Titolo originale: Soul to Squeeze
Paese di produzione: Stati Uniti
Anno: 2025
Durata: 86 min
Genere: Avventura, Drammatico, Thriller, Visionario
Regia: W.M. Weikart
Jacob è tormentato da un dolore mentale profondo. Disperato per trovare sollievo, accetta una terapia sperimentale per fondere il suo corpo con il subconscio. Si ritrova così prigioniero in una casa enigmatica che nasconde un tunnel verso la sua mente più nascosta. Il trattamento, che doveva curarlo, lo conduce invece in una discesa angosciante dove la memoria si frammenta, il tempo si distorce, la realtà si piega davanti all’orrore e al desiderio di salvezza.
In Soul to Squeeze, W.M. Weikart non chiede al suo pubblico di osservare passivamente: ti trascina dentro l’abisso della percezione, ti costringe a respirare la follia come fosse ossigeno. È un film che lavora per sottrazione e per compressione: poco spazio, molte visioni, poche certezze, tanta vertigine. Jacob non è solo protagonista, è nostro specchio spaccato, interiorità fragile che grida sotto false promesse di guarigione.
Il viaggio di Jacob verso la terapia sperimentale somiglia a una risurrezione mentale: si entra sperando in un riscatto, ma le lacrime che troviamo sono ceneri di qualcosa che già era morto. La casa diventa organismo vivente, la corteccia dell’inconscio: pareti che respirano, corridoi che si rintorcono, stanze che mutano forma, oggetti che parlano sotto il peso delle ombre. Quel tunnel sotterraneo nel profondo della struttura non è solo simbolo, è soglia, carta geografica di ciò che siamo costretti a rimuovere.
Weikart gioca col visivo come un alchimista. C’è un gesto che colpisce: l’aspect ratio che si modifica lentamente — si parte da un 4:3 restrittivo, si arriva fino a un abbraccio panoramico 2.35:1 — è progressione del pensiero, espansione della coscienza di Jacob, come se ogni cornice nuova fosse un’aria più ampia, un respiro che stava soffocando.
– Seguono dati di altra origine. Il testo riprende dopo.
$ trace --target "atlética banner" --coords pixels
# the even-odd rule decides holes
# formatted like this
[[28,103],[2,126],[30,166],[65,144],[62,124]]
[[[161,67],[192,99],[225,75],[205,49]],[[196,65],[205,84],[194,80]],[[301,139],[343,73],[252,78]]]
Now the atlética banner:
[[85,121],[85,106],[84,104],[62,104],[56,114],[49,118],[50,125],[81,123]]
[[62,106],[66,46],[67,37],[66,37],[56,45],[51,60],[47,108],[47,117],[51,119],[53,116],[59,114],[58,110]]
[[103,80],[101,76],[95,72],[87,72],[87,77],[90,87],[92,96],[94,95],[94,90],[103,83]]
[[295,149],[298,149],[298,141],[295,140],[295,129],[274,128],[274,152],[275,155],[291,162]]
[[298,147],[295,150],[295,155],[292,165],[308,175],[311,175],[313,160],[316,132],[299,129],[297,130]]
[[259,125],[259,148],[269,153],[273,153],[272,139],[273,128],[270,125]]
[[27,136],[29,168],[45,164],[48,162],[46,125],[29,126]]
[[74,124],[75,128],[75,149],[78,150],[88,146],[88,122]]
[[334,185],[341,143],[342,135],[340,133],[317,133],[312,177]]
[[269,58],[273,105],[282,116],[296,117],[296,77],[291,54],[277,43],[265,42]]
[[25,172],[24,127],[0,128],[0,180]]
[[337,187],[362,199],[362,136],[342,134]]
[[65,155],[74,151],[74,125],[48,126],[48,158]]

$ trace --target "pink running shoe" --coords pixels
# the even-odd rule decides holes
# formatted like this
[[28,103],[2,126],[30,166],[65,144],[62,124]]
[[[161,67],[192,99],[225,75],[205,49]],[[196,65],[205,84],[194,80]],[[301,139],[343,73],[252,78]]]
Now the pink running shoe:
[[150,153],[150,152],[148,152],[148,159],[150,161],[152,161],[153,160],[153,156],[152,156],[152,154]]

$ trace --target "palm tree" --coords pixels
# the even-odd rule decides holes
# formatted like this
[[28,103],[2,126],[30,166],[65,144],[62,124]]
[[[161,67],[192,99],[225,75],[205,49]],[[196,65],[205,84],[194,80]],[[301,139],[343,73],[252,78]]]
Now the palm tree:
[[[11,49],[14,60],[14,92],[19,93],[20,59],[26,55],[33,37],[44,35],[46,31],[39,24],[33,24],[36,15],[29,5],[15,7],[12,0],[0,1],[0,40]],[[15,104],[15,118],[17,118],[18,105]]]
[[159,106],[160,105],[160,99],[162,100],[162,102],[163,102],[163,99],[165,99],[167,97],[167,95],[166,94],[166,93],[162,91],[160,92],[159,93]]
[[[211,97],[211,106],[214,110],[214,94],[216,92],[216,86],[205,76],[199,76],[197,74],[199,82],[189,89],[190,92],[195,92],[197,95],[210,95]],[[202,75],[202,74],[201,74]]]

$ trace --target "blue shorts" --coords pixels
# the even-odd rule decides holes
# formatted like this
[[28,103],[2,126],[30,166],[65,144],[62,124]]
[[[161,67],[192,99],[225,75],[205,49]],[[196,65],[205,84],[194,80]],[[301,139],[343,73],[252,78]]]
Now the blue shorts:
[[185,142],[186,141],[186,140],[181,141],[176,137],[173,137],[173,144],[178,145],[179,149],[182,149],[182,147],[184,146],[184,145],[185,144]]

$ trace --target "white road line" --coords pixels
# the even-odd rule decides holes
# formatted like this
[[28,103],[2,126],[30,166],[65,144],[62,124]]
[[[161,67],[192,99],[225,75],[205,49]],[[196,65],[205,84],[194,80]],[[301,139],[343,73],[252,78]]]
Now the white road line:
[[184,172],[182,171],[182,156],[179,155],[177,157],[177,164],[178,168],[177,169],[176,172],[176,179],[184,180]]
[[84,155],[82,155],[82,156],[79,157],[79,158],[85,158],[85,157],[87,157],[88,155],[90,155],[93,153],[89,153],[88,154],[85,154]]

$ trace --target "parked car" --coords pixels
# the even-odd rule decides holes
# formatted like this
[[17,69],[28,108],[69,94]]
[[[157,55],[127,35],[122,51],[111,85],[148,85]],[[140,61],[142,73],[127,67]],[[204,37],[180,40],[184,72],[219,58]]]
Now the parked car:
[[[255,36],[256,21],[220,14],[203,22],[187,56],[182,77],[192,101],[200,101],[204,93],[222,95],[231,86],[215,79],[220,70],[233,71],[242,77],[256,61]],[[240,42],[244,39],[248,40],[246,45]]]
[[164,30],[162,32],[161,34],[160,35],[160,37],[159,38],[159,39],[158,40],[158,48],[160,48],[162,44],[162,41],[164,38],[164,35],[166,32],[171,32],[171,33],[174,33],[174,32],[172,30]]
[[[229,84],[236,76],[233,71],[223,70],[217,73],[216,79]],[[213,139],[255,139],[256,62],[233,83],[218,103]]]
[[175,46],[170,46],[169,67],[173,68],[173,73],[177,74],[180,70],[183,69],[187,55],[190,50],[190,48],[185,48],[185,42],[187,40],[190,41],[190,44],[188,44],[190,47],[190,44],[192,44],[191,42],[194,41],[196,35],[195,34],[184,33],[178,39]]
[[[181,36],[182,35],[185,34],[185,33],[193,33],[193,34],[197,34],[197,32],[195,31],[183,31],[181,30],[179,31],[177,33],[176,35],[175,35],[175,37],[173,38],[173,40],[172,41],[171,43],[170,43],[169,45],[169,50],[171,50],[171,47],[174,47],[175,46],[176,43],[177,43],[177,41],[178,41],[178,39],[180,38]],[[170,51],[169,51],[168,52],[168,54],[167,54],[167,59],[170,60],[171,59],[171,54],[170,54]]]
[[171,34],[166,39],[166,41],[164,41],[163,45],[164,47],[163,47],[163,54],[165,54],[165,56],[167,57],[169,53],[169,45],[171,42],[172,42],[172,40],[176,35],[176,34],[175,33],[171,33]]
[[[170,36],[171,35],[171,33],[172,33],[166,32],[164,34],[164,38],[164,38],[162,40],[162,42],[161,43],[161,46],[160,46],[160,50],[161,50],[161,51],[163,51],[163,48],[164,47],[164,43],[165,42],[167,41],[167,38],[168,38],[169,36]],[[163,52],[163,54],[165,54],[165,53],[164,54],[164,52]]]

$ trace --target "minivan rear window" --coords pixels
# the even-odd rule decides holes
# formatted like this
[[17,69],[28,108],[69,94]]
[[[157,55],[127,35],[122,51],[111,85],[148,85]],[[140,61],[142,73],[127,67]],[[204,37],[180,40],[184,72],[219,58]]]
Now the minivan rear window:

È un esperimento formalissimo, perfido: perché ti dà senso e anche confusione, perché sporca la bellezza con la paura, e la paura con la bellezza.
Il film non è mai facile: non regala spiegazioni consolatorie, non sussurra il lieto fine. Le visioni di Jacob — la vasca con capelli che ribollono, la TV che ride, figure oniriche che emergono e scompaiono — non sono semplici orrori da spavento, sono ferite. Sono lamentele del corpo e della mente che non trovano pace. E in quelle visioni c’è qualcosa di sacro: la lotta invisibile, la resa, il tentativo disperato di capire cosa sia il “sé” quando tutto quello che conosci di te sembra una menzogna.
Ma Soul to Squeeze non è solo estasi dell’orrore. Grazie a Michael Thomas Santos, Danielle Meyer e Ken Belsky trova equilibrio. Jacob ha una voce fragile, ma presente; non è l’eroe, è il paziente, il confidente del suo stesso incubo. La regia lascia respiro a quelle pause in cui il silenzio urla più forte di qualsiasi allucinazione visiva. Quei momenti in cui pensi “cosa sto vedendo?” diventano il cuore pulsante del film.
Ci sono difetti: a volte la narrazione è sparpagliata, certi simboli restano sfumati, altre volte troppe visioni una dietro l’altra rischiano di diventare rumore di fondo. Ma in un film che gioca d’azzardo con l’ignoto, anche le cadute diventano parte della bellezza: sono fratture che illuminano.
La climax arriva con una tensione in crescendo: non è scoperta catartica, ma collisione. Non si ripara nulla, ma qualcosa dentro Jacob cambia: la sua percezione, la sua accettazione del male che già abita la sua mente. E come spettatore resti sospeso, indeciso se il parlamento di immagini che hai visto sia guarigione o dannazione.
In definitiva Soul to Squeeze è un film che mordicchia l’anima. È visionario ma doloroso, artistico e disturbante. È il tipo di opera che resta nell’aria dopo che la luce si spegne, che ti fa guardare il soffitto nel buio aspettando che qualcosa cambi, anche se sai che forse nulla cambierà. È cinema che evolve — ti evolve — se hai coraggio di non voltarti via.